Robert Blumen 00:04:49 What is the relationship of OpenTelemetry to other systems out there, such as Zipkin, Jaeger, Graylog, Prometheus?
Alex Boten 00:05:00 So the relationship that OpenTelemetry has with the Zipkin, the Jaegers and the Prometheus of the world is really around providing interoperability between those systems. So, an application developer would instrument their code using OpenTelemetry, and then they can emit that telemetry data to whatever backend systems they want. So, if you wanted to continue using Jaeger, you could definitely do that with an application that’s instrumented with OpenTelemetry.

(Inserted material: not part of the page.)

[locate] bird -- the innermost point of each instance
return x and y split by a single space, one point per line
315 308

The other thing that OpenTelemetry tries to do is it tries to provide a translation layer so that folks that are maybe today emitting data to Zipkin or to Jaeger or to Prometheus can deploy a collector within their environments and then translate the data from a specific format of those other systems into the OpenTelemetry format, so that they can then emit the data to whatever backend they choose by simply updating the configuration on their Collector without having to go back to their applications who may be legacy systems that nobody wants to modify anymore and still be able to send their data to different destinations.
Robert Blumen 00:06:06 Is OpenTelemetry then an interoperability standard, a system, or both?